Miyake's face creases into the sort of smile that should come in a gift box. "Great!" he says, grabbing his companion in a tight hug, as if some souvenir sphinx had suddenly surrendered a secret. To all the patrons in the hotel lobby, it looks as if old friends were reuniting at the end of a long trip; in fact, any voyage with Issey Miyake is ongoing. "Next time I make like that, and you do something different again," he laughs. "Always fresh, always different, always challenge. That way is best, I think. Want to eat?"
In a minute, maybe. Meanwhile, it is worth pointing out that some strenuous modification of that lobby styling session has produced, over the past 15 < years, some of the best clothes there are, some of the most adventurous anyone has ever done. These are clothes that defy convention by flowing all around it, like so many pieces of whole cloth finding fresh form in the controlled accident of the fall, making the body under them feel as loose and free as the fabric. He has even experimented with molding the body underneath. Other designers working the same territory might just market a line of underwear. Not Miyake. He designs bustiers for intrepid evening wear out of motorcycle- helmet plastic and mounts a museum project called "Bodyworks," which has appeared in Tokyo, Los Angeles, San Francisco and at London's Victoria and Albert Museum.
Miyake's clothes, declarations of independence for the body, do not look at all out of place on exhibit in museums. Yvonne Deslandres, curator of the Museum of Decorative Arts in Paris, casts traditional French fashion jingoism aside and calls Miyake "the greatest creator of clothing of our time." His designs challenge so many traditional expectations and break so many rules that they need different sets of standards to be understood or even worn. "I know many people resist or reject my clothing, because it's not a package that's already formed, like European clothing," the designer will concede. "Without the wearer's ingenuity, my clothing isn't clothing. These are clothes where room is left for wearers to make things their own. That may need courage at first, but once you get the trick, it's not difficult."

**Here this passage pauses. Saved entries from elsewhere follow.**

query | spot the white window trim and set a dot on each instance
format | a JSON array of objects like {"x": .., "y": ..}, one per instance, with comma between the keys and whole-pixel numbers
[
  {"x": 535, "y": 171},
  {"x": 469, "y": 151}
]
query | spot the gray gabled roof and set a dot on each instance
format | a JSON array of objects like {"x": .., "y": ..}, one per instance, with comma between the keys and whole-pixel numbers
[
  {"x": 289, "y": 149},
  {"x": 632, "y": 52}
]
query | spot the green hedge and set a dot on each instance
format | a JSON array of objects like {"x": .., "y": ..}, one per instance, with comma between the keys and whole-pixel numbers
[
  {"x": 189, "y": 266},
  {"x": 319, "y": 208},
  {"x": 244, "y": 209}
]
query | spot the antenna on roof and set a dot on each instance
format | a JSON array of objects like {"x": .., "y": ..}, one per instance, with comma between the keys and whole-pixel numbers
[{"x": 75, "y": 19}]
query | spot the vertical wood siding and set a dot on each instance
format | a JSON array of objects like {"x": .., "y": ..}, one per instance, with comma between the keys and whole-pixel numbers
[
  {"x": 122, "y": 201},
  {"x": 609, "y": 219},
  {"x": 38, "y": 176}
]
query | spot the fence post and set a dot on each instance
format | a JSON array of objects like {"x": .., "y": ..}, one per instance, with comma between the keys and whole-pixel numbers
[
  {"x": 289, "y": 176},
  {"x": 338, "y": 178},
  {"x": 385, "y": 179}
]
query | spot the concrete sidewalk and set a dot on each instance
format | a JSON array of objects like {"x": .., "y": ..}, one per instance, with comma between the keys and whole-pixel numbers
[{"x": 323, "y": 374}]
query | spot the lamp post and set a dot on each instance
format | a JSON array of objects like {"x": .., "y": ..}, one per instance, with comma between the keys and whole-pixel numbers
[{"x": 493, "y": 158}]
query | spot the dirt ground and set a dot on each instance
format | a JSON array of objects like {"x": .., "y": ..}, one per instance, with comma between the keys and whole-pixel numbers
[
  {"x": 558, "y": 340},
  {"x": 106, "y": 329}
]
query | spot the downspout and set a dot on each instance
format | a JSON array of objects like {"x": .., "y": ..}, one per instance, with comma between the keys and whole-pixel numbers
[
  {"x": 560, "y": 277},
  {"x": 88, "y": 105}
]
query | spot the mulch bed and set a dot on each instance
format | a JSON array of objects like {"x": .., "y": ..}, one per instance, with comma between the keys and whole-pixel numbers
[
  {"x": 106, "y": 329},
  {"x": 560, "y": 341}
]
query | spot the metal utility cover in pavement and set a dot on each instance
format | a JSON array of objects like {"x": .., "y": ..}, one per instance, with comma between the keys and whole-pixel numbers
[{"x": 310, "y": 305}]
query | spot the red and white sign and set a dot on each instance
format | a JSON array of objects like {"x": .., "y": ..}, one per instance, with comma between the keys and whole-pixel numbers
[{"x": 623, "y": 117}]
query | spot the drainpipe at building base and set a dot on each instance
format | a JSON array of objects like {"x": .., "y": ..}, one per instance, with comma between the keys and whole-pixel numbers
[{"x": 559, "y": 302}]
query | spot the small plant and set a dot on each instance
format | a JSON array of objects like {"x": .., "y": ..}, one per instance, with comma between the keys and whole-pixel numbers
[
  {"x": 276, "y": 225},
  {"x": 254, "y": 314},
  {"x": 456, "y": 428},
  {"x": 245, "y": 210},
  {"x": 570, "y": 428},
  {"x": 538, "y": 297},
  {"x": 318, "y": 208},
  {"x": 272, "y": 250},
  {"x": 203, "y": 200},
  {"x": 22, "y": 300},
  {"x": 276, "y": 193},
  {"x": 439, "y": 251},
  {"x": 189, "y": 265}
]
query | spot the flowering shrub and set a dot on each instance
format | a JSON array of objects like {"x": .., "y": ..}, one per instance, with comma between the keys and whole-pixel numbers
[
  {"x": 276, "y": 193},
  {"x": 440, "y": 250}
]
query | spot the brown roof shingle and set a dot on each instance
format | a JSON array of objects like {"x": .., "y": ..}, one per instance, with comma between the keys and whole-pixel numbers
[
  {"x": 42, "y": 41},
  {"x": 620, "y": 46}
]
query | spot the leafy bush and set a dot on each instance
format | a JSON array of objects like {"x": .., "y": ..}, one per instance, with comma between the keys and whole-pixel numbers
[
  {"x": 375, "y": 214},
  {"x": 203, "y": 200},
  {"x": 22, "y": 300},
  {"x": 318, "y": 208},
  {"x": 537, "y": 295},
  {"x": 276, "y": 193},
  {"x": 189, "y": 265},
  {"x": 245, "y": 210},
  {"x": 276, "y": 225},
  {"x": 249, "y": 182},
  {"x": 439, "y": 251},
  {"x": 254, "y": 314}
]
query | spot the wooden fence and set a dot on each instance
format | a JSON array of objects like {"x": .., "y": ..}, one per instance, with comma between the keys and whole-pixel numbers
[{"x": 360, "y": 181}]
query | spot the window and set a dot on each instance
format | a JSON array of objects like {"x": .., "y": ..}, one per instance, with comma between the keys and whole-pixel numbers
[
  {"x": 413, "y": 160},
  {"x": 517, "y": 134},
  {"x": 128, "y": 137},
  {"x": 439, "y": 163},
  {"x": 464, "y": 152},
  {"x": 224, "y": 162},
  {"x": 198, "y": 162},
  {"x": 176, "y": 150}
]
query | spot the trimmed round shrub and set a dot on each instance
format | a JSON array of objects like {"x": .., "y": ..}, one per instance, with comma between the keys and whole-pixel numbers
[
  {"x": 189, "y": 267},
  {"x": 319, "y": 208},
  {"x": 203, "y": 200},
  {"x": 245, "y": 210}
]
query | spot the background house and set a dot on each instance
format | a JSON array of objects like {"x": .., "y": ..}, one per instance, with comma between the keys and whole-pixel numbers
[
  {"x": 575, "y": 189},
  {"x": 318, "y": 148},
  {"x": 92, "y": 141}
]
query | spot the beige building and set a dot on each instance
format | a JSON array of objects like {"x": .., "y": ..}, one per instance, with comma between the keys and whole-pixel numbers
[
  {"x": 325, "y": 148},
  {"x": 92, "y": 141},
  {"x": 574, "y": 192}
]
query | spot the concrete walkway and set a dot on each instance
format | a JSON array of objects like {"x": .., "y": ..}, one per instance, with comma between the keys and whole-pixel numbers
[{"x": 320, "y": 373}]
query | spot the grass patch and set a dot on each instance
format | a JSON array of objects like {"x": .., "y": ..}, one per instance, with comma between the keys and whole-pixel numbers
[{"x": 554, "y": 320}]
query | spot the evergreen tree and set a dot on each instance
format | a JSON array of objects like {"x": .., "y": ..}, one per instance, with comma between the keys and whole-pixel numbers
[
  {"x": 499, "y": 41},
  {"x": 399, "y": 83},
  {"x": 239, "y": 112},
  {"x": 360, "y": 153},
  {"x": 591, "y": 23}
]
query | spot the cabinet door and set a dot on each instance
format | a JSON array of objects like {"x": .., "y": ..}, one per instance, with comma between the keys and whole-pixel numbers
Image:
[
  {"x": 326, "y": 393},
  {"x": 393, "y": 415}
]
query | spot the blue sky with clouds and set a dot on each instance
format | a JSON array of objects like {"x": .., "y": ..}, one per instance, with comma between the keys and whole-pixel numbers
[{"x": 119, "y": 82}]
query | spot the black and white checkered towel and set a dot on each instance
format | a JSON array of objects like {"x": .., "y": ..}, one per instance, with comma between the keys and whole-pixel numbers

The trick, most often, is simplicity. What may be difficult is the attitude that the clothes need, and indeed can instill, once they are on the body, making with every movement of the arm or arch of the hip shapes full of gentle, sensual surprise. Miyake clothes on women are a revelation. On men, they are a relief. If most conventional clothing is, as the designer says, "a package," then wearing Miyake feels like being unwrapped at Christmas.